Buxton Opera Festival: Vivaldi L’Olimpiade – not a medal winner for Team Buxton

Antonio Vivaldi: L’Olimpiade

 

Clistene Stephen Gadd  Aristea Rachael Lloyd  Argene Sally Bruce-Payne

Megacle Louise Poole  Licida Marie Elliott  Aminta Mhairi Lawson

Alcandro Jonathan Gunthorpe  Director Richard Williams  Costume designer Olivia Wells

Musical directors
Adrian Chandler & James Johnstone

 

For many of my generation Anton Vivaldi means the Four Seasons and the Gloria. and for many who have been held on a switchboard waiting to speak to an imaginary operator the Spring movement from the Four Seasons may have lost its early promise.

Most of Vivaldi’s opera wasn’t discovered until the later 1920s and even then it remained largely unperformed for another fifty years. Vivaldi, the genius of venetian music belongs to that family of late baroque early classical composers – that would include both Scarlatti father & son, Pergolesi, Telemann – whose works have gradually and deservedly rediscovered in my lifetime.

And the Vivaldi opera though relentlessly in the form of Opera Seria – that is a form divided musically into recitative that carries the action and aria that displays character – has much marvellous music to recommend it to the modern audience. L’Olimpiade however turned out to be of Vivaldi’s more pedestrian devising – not a little because of the a libretto.

I will not bother to sketch out the plot. I fear it would only serve to confuse where such an exercise would normally clarify. Indeed all the plots of all the  G&S operetta together  would compose fewer  coincidences of birth and accidents of disguise and misunderstandings. And the librettist was defeated by the task of bringing synthesis to the improbable. the librettists failures left Vivaldi with an almost impossible musical task of musically trying to differentiate between the many characters on the over-crowded stage. Vivaldi didn’t succeed. The music is at best workmanlike.

Where the composer failed the Director dared… he chose to assist the audience distinguish the characters by bestowing on each was given a prop. One chain smoked; another had a riding crop; another a bowler hat that made him look like Benny Hill; and on…and to which the singers clung like drowning men hold to the wreckage of a ship. The outcome was what little chance there was for the music to supply what the plot and librettist couldn’t was over whelmed.

In the Opera Seria the arias themselves usually sung ‘da capo’ (literally from the top) – the repetition providing the singer to decorate the melody with vocal trills and runs that showed-off their voice. the downside in performance is that it makes for a rather static dramaturgy for modern theatrical tastes.

Modern productions have therefore tended to give the singer complementary business to make the arias more part of continuous action rather than a commentary upon it. And there’s nothing wrong with that but as ever with fashions in theatre you can have too much of a good thing.

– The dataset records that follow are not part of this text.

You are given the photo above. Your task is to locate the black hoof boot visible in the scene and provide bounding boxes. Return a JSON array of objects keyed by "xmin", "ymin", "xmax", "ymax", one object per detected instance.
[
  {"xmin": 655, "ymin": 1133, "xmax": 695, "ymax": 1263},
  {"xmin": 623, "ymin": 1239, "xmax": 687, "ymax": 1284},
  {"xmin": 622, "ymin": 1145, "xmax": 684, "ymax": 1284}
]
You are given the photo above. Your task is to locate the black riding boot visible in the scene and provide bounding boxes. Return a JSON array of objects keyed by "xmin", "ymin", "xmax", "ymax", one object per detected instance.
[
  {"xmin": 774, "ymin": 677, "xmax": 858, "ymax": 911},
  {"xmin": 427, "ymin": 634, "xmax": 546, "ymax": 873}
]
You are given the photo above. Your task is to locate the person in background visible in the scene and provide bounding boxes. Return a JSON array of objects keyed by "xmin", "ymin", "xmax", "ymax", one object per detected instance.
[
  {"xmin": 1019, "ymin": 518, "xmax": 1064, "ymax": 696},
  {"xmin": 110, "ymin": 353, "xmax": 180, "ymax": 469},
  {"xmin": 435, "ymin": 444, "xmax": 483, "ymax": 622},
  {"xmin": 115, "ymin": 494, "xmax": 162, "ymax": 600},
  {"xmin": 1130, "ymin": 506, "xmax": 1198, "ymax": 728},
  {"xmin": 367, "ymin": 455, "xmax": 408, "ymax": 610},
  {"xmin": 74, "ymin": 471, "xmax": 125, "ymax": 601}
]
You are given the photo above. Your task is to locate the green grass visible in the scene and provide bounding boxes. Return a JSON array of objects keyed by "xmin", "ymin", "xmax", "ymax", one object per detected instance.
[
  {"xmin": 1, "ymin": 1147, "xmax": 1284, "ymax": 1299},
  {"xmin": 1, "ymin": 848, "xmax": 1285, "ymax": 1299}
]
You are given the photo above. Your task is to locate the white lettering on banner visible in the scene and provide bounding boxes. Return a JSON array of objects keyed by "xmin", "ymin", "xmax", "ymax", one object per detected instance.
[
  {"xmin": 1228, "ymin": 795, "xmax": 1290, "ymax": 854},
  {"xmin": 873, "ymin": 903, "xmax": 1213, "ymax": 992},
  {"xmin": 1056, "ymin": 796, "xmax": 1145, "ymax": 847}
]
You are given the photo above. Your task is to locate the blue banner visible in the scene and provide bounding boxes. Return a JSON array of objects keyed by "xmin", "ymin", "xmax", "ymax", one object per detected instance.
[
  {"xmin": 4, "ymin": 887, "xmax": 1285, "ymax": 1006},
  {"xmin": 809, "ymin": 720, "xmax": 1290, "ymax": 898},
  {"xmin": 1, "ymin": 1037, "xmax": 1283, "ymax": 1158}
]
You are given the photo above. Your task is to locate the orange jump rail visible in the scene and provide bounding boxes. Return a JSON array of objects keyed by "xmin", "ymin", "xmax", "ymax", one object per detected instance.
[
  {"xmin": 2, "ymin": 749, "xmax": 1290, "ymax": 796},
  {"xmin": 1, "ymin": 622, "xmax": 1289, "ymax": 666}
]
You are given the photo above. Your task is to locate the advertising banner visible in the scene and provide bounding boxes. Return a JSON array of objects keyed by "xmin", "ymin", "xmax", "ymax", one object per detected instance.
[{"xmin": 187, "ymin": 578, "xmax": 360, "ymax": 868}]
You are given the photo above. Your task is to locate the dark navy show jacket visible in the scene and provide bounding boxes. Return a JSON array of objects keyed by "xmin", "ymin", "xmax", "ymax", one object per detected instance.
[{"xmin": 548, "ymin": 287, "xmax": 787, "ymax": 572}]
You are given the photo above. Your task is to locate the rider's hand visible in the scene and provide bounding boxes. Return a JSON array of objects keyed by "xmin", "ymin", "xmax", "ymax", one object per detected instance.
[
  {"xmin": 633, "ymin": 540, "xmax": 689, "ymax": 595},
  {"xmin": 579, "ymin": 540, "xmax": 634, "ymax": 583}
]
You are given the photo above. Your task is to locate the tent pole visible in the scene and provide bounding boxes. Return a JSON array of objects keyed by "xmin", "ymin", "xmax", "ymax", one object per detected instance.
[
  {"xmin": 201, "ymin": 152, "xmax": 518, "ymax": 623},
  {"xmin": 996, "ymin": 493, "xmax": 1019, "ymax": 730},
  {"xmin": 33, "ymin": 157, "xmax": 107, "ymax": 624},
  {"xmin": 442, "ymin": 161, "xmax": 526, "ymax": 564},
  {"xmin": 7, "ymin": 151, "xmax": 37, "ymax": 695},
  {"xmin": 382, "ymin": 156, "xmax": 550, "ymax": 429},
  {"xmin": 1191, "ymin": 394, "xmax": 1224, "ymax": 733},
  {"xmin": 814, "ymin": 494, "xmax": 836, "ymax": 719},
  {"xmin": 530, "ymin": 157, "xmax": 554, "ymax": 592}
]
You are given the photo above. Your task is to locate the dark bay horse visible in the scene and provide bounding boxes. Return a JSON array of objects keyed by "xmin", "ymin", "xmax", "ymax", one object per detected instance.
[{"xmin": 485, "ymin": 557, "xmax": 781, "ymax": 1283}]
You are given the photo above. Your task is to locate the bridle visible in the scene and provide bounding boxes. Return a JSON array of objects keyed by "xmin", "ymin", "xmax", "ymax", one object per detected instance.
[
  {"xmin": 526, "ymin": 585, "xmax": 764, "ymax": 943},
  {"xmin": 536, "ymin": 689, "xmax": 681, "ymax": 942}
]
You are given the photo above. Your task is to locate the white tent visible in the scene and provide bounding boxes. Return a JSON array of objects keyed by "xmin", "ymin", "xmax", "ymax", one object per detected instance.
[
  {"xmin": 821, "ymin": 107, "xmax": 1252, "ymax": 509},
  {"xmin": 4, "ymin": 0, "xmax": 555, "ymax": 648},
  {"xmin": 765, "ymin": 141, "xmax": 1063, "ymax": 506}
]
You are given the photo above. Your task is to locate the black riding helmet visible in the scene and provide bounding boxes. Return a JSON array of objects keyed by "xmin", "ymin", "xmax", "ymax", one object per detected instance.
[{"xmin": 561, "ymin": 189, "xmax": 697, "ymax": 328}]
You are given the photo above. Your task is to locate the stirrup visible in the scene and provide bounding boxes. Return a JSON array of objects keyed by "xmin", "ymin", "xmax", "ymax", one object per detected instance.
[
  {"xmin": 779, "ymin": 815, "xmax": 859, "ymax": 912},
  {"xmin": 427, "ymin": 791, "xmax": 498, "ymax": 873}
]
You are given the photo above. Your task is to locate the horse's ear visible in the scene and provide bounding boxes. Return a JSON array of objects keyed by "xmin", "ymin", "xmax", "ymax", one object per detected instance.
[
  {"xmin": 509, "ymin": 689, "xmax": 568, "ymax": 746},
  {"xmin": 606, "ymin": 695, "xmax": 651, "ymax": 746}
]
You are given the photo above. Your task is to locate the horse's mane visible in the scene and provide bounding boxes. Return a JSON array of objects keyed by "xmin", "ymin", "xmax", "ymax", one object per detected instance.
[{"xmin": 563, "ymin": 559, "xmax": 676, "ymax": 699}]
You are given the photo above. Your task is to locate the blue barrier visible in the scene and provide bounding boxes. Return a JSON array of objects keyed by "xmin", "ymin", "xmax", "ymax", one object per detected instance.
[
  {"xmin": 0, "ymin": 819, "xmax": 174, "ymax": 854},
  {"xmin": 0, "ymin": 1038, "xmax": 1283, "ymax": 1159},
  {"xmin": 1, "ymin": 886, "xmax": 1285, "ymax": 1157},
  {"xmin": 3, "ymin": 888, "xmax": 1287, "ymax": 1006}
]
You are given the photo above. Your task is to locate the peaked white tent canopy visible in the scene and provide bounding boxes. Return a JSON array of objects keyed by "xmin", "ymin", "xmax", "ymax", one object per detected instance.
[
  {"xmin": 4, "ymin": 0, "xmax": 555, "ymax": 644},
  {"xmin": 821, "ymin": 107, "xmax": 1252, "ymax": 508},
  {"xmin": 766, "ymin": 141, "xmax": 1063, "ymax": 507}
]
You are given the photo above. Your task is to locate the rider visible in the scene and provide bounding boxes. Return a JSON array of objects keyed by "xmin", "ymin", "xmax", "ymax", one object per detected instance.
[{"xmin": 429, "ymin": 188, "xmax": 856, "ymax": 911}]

L’Olimpiade might have at least provided a set to beguile but once again we had a flat affair…three tables covered in white table cloths set with chairs where characters sat uselessly when they weren’t singing. It wasn’t a great idea and it didn’t work. The stage was cluttered and on a small space like Buxton that really was a waste of space.

The singing itself was workmanlike and altogether this was one L’Olimpiade where there were no winners and medals.